Même les Eglises dites "ghanéennes" (à part celles qui utilisent une langue locale) attirent des membres d'origines variées. La Christian Church Outreach Mission à Hambourg a certes été fondée par un Ghanéen et la majorité de ses fidèles – environ 55% – sont des Ghanéens (particulièrement le noyau), mais peut-être 40% sont des Nigérians, et les autres viennent d'autres régions de l'Afrique ou sont des Allemands.
A relever également, le développement de réseaux de relations entre ces Eglises, ce qui a conduit à la création d'un organisme nommé le Council of African Christian Communities in Europe. Cet organisme regroupe non seulement des communautés charismatiques ou pentecôtistes, mais également d'autres Eglises africaines et des communautés africaines au sein d'Eglises missionnaires. Il s'efforce de parler collectivement au nom des chrétiens africains, en raison des incertitudes de la situation en Europe pour les populations africaines. Aujourd'hui, beaucoup de relations se sont donc développées entre ces communautés.
Religioscope – Vous avez mentionné tout à l'heure des membres occidentaux de ces Eglises. Puisque ces Eglises développent un esprit missionnaire, elles ne voient probablement pas cette mission comme limitée aux Africains ou à la diaspora africaine. Certaines de ces Eglises mettent-elles donc l'accent sur un prosélytisme dirigé vers la population européenne également? Ou la majorité des convertis européens sont-ils le fruit de mariages principalement?
Afe Adogame – Plusieurs de ces Eglises ont développé une double stratégie. Tout d'abord, pour développer une activité missionnaire en Europe, elles ont besoin de bras: ce sont les Africains dans ce contexte, qu'elles visent d'abord. L'idée est, ensuite, que ces Africains puissent également exercer une activité missionnaire envers des Européens. L'autre aspect, ce sont des stratégies d'évangélisation pour atteindre directement les Européens.
Mais ce n'est pas simple. Plusieurs d'entre elles n'y sont pas parvenues: les moyens d'évangélisation dont ces groupes ont l'habitude en Afrique ne peuvent pas être transposés en Europe (par exemple l'évangélisation de porte à porte, sur les marchés, dans les bus, les réunions de nuit en plein air…).
Certaines de ces Eglises utilisent des tracts – dans les gares, dans des stades, dans d'autres lieux publics. Une autre stratégie utilisée en Allemagne repose sur l'intérêt éprouvé par des Allemands pour la musique africaine. Certaines de ces Eglises ont organisé des carnavals, des concerts religieux – et à travers ces activités, certains Allemands se sont convertis. J'ai moi-même mené des entretiens avec des Allemands qui m'ont expliqué qu'ils aimaient la musique et la danse.
Mais les Eglises africaines utilisent aussi les nouvelles technologies de communication: non seulement pour recruter des membres, mais ausssi pour atteindre la société au sens large. Par exemple, plusieurs de ces Eglises ont en Europe des programmes de télévision ou de radio. Par exemple, la Christian Church Outreach Mission a un temps d'antenne sur une chaîne de télévision de Berlin tous les quinze jours.

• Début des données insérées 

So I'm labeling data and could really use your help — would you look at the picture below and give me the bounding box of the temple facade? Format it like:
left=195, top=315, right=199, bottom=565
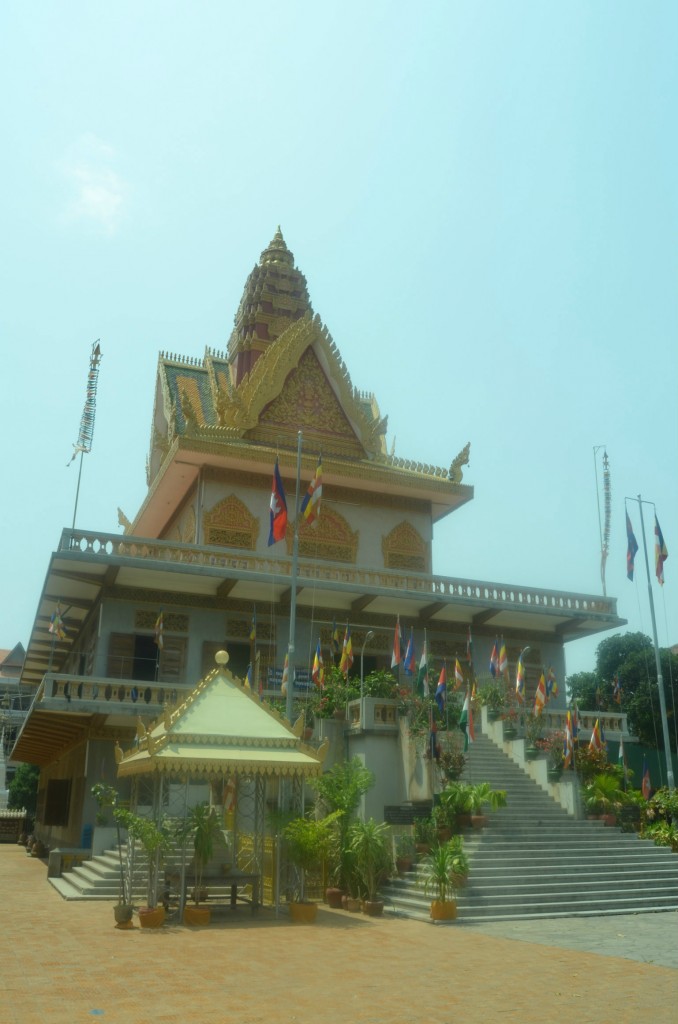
left=12, top=229, right=623, bottom=846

Mais cela est beaucoup plus développé au Royaume-Uni. A Londres, par exemple, le Kingsway International Centre est peut-être la plus grande communauté pentecôtiste de la capitale britannique. Ils ont des programmes de télévision sur une chaîne destinée aux émissions religieuses.
La plupart de ces Eglises ont également créé des sites web. Ces sites sont conçus également comme un moyen de recruter de nouveaux membres: c'est une nouvelle stratégie d'évangélisation dans le contexte européen. En effet, la plupart de ces sites ont été créés en Occident – en Afrique, les membres de ces Eglises ne savent souvent même pas que leur Eglise a un site. Je suis donc convaincu que ces Eglises voient ce moyen comme un canal pour atteindre le public occidental – un canal impersonnel, différent de l'évangélisation dont elles avaient l'habitude. Impossible évidemment de dire si cela est efficace ou non! Il est probablement trop tôt pour le déterminer. L'un des objectifs de ma recherche est d'ailleurs de déterminer si certaines de ces Eglises réussissent à recruter des membres à travers Internet.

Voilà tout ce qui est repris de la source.